"I can't explain," said Gerald, "but I give you my word of honour you know what an Englishman's word of honour is, don't you? even if you are French that everything is going to be exactly what you wish. I've never told you a lie. Believe me!"

"It is curious," said she, drying her eyes, "but I do." And once again, so suddenly that he could not have resisted, she kissed him. I think, however, that in this her hour of sorrow he would have thought it mean to resist.

"It pleases her and it doesn't hurt me much," would have been his thought.

And now it is near moonrise. The French governess, half-doubting, half-hoping, but wholly longing to be near Lord Yalding even if he be as mad as a March hare, and the four children they have collected Mabel by an urgent letter-card posted the day before are going over the dewy grass. The moon has not yet risen, but her light is in the sky mixed with the pink and purple of the sunset. The west is heavy with ink-clouds and rich colour, but the east, where the moon rises, is clear as a rock-pool.

They go across the lawn and through the beech wood and come at last, through a tangle of underwood and bramble, to a little level tableland that rises out of the flat hill-top one tableland out of another. Here is the ring of vast rugged stones, one pierced with a curious round hole, worn smooth at its edges. In the middle of the circle is a great flat stone, alone, desolate, full of meaning a stone that is covered thick with the memory of old faiths and creeds long since forgotten. Something dark moves in the circle. The French girl breaks from the children, goes to it, clings to its arm.

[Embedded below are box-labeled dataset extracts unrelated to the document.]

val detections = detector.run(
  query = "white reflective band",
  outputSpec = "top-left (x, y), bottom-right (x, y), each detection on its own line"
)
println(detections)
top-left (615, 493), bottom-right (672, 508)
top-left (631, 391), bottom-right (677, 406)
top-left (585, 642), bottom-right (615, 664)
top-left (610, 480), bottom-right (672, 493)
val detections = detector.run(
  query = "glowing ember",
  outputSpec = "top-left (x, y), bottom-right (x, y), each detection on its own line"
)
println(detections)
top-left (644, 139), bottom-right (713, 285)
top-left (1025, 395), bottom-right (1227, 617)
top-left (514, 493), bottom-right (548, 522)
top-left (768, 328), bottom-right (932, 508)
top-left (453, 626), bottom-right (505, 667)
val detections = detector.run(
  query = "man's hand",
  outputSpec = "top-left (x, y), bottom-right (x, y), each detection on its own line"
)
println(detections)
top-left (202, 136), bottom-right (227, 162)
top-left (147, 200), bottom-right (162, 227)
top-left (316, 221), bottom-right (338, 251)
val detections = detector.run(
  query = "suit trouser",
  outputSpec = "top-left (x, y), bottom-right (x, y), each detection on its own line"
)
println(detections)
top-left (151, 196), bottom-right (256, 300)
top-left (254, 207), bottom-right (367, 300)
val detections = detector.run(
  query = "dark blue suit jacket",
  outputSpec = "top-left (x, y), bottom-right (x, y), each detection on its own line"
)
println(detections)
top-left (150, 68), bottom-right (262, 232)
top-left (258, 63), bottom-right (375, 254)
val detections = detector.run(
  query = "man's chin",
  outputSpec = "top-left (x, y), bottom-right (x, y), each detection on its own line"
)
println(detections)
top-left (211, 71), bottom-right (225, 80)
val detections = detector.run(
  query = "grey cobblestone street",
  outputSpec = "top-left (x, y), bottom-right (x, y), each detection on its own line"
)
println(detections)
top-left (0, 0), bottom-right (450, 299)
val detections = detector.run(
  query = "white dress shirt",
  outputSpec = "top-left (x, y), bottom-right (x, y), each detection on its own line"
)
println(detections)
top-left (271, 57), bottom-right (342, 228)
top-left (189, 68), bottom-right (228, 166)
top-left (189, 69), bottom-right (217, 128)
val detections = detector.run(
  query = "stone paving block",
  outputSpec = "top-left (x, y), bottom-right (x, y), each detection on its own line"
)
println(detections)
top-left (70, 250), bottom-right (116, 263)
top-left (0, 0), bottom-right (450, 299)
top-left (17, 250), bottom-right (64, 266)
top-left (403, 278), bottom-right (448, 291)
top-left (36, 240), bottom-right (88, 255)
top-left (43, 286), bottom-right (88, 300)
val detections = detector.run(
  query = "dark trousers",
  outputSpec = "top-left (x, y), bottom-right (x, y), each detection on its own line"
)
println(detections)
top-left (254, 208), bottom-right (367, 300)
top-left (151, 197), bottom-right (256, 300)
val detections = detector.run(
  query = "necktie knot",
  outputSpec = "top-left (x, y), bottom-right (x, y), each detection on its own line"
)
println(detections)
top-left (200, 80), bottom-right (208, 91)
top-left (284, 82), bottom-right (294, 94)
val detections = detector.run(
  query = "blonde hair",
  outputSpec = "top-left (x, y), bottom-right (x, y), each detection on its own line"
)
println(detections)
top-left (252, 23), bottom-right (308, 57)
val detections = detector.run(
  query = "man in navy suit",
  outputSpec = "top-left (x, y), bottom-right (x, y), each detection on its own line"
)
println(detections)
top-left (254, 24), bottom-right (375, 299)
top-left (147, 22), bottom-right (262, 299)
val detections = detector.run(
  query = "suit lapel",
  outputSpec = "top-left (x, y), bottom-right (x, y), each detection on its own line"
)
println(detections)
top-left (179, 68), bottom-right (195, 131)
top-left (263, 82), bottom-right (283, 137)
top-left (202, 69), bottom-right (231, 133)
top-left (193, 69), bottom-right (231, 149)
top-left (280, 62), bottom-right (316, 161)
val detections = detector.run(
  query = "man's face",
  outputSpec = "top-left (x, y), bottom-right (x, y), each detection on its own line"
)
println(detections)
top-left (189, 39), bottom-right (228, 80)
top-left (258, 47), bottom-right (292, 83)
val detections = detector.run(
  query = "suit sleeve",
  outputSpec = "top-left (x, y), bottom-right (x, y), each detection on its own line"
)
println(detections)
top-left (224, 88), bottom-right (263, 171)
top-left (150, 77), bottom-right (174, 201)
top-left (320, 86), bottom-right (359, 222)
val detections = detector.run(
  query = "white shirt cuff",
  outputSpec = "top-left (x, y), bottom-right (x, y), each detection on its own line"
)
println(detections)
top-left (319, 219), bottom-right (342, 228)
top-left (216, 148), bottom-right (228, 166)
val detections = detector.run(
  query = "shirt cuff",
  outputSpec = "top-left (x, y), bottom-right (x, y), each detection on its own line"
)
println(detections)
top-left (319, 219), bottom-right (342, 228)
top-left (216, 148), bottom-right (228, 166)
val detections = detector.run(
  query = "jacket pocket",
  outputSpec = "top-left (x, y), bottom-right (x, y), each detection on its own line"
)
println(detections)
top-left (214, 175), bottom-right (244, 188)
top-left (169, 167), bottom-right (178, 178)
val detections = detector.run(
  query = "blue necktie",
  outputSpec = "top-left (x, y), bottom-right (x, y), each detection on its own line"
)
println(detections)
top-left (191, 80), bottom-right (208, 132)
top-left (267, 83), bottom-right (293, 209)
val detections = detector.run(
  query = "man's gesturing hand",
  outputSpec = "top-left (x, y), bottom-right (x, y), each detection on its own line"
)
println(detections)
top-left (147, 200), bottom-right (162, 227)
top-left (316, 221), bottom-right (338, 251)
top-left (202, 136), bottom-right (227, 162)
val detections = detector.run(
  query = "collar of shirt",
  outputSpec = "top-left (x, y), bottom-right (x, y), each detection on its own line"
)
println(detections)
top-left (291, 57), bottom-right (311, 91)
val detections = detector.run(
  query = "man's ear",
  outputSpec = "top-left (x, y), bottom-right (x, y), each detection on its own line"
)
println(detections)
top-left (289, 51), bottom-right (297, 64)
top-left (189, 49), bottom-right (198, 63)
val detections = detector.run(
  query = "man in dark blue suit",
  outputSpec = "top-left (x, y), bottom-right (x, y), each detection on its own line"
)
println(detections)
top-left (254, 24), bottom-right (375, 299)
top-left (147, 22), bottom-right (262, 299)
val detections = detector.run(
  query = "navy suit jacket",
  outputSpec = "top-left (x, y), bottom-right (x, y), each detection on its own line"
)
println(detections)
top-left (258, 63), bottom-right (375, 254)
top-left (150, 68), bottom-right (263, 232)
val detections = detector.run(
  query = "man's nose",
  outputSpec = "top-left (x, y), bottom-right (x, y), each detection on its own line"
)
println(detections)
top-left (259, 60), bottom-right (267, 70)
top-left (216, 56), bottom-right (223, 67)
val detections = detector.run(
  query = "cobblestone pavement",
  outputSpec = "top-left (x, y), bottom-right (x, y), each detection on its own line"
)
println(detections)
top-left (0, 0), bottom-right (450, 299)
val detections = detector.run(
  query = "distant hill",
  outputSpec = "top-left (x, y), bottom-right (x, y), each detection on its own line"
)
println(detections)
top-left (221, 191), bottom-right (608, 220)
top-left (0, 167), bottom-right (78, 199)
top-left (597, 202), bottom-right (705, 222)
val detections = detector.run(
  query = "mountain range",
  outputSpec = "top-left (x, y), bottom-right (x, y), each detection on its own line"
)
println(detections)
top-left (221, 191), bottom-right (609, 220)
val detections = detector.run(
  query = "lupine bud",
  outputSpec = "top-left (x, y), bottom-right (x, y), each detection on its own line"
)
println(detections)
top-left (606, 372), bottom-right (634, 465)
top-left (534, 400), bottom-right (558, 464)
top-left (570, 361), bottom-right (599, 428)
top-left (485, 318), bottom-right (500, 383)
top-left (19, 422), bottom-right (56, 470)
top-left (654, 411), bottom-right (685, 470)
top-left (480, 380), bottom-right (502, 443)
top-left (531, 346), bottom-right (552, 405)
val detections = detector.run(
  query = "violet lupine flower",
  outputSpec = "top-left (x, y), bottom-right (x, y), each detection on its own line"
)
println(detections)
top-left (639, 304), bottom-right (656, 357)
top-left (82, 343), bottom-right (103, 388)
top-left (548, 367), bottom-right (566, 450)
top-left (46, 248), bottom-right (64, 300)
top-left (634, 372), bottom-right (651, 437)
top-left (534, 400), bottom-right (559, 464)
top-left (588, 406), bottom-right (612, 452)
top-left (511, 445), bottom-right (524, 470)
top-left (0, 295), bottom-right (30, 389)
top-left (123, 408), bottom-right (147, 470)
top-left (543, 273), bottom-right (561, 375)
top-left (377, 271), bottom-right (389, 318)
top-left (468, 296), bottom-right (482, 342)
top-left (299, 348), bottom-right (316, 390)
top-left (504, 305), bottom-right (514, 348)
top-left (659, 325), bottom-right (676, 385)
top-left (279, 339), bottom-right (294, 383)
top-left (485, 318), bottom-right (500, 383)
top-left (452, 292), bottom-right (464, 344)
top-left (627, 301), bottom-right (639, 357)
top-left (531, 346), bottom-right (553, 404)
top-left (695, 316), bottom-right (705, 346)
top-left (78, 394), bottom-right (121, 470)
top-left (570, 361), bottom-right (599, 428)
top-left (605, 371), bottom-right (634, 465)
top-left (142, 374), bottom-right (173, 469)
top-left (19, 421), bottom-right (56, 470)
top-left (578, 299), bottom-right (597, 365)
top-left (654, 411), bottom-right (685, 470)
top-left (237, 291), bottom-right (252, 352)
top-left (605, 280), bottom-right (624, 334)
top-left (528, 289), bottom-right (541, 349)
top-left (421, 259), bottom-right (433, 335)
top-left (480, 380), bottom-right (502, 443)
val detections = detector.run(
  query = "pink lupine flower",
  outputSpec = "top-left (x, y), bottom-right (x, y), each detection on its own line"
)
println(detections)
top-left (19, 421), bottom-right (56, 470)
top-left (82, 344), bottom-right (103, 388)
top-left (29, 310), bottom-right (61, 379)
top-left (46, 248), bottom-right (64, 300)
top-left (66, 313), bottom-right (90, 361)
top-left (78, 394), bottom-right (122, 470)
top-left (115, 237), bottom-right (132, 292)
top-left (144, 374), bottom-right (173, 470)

It is Lord Yalding, and he is telling her to go.

"Never of the life!" she cries. "If you are mad I am mad too, for I believe the tale these children tell. And I am here to be with thee and see with thee whatever the rising moon shall show us."

The children, holding hands by the flat stone, more moved by the magic in the girl's voice than by any magic of enchanted rings, listen, trying not to listen.

"Are you not afraid?" Lord Yalding is saying.

"Afraid? With you?" she laughs. He put his arm round her. The children hear her sigh.

"Are you afraid," he says, "my darling?"